Blog Details

Digital Twins and Data‑Driven Planning: The New Frontier for Canadian Cities

Smart Cities & Digital Infrastructure

Digital Twins and Data-Driven Planning: The New Frontier for Canadian Cities

How UrbanLogiq, Esri and WellUrban bring explainable, people-centred intelligence to municipal planning.

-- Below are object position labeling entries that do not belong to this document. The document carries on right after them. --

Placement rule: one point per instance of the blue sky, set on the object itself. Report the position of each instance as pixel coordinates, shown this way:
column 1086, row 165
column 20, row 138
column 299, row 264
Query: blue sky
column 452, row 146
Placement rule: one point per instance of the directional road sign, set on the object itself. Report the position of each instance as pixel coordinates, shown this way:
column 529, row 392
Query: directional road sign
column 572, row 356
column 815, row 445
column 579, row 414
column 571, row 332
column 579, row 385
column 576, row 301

WellUrban Insight • ~7 min read
Jun 2025
UrbanLogiq platform expansion
70+
Use cases in Esri’s GIS Playbook
48%
Municipalities prioritizing AI (MNP 2025)
3
Early clients: Ottawa, Burnaby, Kelowna

Introduction

Urban planning is undergoing a digital revolution. Traditional methods—paper maps, static PDFs and siloed databases—are giving way to dynamic digital twins and AI-powered analytics. In June 2025, Vancouver-based startup UrbanLogiq launched an expanded version of its artificial-intelligence platform, aiming to help governments better understand the regions they govern (betakit.com). This post examines how digital twins, GIS playbooks and WellUrban’s explainable AI layer enable smarter, more transparent planning.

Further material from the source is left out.